U.S. District Court Judge Martin Feldman threw a curveball at the lawyers arguing either side of a case over gay marriage in Louisiana on Wednesday, deciding he will rule not only on whether same-sex marriages performed in other states should be recognized in Louisiana, but also whether gay and lesbian couples should be able to wed here.
Scores of similar lawsuits are working their way through courts across the country, some of them taking on recognition of existing marriages and others aiming more directly at the right to marry in a particular state. Some cases involve both issues.
The case before Feldman includes six couples, all arguing that Louisiana should recognize existing marriages performed elsewhere. The legal briefings that proceeded Wednesday’s court hearing stuck mainly with the issue of recognition.
But at the end of an hour and a half of oral arguments, Feldman said he wanted to hear debate on all of the questions involved, saying it would be unfair to the public to issue a “piecemeal” ruling.
“I feel uncomfortable resolving some issues one way or the other and not all the issues one way or another,” Feldman said, asking for additional briefs within 21 days and putting off a decision about whether to hear more oral arguments.
The judge’s decision will likely mean a brief delay in any ruling on the recognition issue, but could greatly speed up a decision on whether same-sex couples can get a marriage licence in Louisiana. Under the court’s original instructions, now moot, lawyers for both sides were to argue over recognition, allow the full appeals process to play out, and then take up the case of a gay couple who attempted to get a marriage license in New Orleans and got turned down.
Another outstanding issue before Feldman is whether Louisiana is violating the First Amendment’s guarantee of free speech by forcing married same-sex couples to list themselves as single on tax returns.
Instead of taking each question on separately, Feldman appears ready to draw up one ruling on all of them, though he dropped no conclusive hints on Wednesday about which way he might be leaning.
Meanwhile, just minutes after oral arguments wrapped up in New Orleans, gay marriage proponents got their first victory at the circuit court level, a development that could reverberate in Louisiana.
A panel of judges for the 10th Circuit Court of Appeals in Denver upheld the ruling of a Utah judge who struck down that state’s ban on same-sex marriage as unconstitutional.

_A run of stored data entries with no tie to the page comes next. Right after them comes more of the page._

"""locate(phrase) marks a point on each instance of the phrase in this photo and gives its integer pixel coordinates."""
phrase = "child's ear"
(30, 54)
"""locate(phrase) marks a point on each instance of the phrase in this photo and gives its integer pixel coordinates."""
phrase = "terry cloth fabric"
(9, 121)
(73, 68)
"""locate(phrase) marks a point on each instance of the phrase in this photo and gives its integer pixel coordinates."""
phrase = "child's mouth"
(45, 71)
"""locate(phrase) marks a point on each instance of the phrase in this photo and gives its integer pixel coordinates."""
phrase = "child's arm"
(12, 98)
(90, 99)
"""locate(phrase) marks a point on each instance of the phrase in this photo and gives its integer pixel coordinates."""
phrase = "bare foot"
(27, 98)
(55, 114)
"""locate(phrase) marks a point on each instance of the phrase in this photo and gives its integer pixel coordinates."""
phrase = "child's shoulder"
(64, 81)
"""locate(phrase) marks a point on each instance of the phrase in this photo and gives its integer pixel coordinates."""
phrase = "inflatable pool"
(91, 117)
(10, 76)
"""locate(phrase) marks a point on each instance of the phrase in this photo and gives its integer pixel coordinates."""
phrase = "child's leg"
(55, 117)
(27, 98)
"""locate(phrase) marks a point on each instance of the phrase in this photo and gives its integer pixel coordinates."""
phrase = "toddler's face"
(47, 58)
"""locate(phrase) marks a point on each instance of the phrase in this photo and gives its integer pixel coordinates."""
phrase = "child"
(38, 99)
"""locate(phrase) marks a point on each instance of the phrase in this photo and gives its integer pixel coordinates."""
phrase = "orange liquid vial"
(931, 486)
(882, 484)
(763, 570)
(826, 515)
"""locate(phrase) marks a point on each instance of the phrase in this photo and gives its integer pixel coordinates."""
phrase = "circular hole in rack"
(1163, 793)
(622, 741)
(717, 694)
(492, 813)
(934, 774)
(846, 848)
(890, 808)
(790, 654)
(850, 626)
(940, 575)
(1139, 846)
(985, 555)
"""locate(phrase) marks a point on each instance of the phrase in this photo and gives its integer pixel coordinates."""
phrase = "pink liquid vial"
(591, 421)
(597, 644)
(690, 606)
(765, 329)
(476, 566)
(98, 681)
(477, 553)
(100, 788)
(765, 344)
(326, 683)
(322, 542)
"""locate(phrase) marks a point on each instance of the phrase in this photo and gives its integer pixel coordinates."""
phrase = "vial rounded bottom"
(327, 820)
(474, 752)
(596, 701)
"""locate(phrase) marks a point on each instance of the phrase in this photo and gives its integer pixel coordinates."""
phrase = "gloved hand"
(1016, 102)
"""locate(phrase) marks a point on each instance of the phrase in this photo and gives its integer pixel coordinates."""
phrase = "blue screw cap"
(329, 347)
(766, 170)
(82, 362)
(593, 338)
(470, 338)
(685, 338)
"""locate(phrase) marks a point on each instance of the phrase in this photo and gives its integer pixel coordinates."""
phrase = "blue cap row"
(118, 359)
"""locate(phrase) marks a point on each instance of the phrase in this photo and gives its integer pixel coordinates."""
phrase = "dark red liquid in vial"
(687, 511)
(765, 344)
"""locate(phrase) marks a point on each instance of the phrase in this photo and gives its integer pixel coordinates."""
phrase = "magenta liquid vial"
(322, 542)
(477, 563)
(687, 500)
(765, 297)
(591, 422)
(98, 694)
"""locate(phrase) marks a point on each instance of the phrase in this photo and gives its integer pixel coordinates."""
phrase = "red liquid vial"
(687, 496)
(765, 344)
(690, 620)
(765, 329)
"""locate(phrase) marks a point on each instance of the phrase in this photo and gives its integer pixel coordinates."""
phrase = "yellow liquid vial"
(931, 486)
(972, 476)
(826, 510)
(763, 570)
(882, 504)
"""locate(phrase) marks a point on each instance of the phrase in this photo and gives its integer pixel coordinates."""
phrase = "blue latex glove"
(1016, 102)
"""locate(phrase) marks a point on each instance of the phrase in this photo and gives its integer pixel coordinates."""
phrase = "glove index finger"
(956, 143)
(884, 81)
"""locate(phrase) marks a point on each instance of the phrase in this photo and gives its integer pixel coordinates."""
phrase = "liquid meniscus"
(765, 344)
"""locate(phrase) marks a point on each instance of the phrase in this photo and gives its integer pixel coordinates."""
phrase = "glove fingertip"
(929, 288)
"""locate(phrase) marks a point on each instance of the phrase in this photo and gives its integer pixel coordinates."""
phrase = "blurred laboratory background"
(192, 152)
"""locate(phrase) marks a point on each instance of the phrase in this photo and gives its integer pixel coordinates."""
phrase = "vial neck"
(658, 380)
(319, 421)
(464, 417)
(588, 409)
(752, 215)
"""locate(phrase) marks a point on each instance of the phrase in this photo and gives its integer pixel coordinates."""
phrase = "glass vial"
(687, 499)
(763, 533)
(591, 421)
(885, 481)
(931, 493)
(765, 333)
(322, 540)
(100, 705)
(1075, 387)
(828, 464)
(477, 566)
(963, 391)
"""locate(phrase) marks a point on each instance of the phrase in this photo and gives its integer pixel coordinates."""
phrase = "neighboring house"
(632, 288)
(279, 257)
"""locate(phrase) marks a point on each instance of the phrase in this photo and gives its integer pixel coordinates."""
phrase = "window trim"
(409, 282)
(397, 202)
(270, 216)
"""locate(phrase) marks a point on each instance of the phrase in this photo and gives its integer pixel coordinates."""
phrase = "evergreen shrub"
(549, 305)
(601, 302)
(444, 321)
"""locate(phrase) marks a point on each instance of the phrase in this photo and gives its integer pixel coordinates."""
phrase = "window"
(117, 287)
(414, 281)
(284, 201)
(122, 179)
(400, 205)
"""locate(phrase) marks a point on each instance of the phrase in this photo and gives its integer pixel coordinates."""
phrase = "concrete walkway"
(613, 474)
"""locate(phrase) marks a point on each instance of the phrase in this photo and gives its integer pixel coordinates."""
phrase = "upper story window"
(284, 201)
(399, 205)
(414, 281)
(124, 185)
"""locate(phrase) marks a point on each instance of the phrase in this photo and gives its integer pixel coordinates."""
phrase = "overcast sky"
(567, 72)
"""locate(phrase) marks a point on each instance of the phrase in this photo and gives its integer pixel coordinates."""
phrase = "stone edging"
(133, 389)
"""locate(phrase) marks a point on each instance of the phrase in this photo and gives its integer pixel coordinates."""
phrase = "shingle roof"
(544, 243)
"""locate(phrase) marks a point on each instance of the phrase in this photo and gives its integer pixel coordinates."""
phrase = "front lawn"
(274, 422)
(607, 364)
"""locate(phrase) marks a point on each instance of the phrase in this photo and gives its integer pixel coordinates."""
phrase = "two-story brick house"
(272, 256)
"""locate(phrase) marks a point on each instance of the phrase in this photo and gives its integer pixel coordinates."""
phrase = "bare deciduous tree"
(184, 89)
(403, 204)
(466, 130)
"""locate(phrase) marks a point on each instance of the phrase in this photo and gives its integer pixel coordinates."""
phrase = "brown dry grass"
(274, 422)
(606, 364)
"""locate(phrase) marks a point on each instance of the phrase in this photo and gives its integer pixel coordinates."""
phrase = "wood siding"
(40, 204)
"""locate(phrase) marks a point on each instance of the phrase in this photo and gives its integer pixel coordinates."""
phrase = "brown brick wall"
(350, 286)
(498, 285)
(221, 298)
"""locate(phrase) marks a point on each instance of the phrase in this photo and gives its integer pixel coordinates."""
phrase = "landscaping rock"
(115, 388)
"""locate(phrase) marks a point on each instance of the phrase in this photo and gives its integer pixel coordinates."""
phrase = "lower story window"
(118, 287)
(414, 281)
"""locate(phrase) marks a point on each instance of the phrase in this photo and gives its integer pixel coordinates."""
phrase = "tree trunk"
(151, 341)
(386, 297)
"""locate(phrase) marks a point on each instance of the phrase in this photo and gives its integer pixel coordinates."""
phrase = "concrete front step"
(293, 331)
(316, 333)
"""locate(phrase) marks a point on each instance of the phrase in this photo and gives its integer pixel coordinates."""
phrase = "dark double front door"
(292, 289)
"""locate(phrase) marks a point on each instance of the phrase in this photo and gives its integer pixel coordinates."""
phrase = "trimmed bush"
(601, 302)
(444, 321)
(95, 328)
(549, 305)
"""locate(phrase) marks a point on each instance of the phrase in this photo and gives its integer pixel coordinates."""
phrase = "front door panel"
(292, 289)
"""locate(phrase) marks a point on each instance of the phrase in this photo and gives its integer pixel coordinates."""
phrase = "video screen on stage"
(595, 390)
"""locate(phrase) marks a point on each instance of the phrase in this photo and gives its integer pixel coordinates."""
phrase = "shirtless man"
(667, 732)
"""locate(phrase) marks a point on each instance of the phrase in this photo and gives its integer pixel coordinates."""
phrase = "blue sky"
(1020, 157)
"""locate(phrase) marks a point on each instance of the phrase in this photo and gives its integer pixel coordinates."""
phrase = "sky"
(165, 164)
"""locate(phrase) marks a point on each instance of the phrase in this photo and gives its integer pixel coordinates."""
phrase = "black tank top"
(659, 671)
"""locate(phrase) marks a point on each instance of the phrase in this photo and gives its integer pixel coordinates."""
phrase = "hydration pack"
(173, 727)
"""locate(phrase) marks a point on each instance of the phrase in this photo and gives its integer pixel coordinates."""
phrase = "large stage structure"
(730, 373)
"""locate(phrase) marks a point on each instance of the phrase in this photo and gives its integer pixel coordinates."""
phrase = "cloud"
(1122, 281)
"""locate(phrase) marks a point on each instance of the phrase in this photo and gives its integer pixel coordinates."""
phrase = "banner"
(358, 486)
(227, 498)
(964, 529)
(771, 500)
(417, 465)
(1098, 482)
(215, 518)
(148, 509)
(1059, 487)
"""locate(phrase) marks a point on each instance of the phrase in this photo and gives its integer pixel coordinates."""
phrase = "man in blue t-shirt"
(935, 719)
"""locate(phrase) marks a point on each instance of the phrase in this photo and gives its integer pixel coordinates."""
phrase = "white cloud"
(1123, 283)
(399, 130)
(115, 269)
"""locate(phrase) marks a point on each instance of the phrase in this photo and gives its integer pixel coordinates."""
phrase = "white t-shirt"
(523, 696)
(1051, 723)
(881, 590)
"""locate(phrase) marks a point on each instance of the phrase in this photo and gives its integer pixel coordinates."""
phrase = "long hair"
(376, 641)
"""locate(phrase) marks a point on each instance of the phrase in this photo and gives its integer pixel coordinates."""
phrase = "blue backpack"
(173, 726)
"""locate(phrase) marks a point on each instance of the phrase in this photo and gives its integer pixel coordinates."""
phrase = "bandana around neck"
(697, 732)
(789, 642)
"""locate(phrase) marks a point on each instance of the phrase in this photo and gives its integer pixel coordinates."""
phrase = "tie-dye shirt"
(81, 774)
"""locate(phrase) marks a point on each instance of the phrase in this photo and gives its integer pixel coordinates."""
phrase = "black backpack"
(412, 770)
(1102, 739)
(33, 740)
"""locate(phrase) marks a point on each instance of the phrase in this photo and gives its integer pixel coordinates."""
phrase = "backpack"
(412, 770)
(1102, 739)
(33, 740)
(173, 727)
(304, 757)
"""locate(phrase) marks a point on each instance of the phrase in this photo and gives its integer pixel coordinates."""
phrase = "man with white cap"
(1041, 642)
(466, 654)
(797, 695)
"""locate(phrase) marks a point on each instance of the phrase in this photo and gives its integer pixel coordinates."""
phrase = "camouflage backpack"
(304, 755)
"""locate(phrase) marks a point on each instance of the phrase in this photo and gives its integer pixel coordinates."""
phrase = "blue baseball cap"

That’s good for gay marriage proponents in Louisiana, because it means that even if they lose their case before Feldman and the 5th Circuit Court, the U.S. Supreme Court would be more likely to step in. The Supreme Court Justices haven’t answered definitively whether same-sex couples have a constitutional right to marry, but a split decision between two circuit courts would put pressure on them to take up the issue.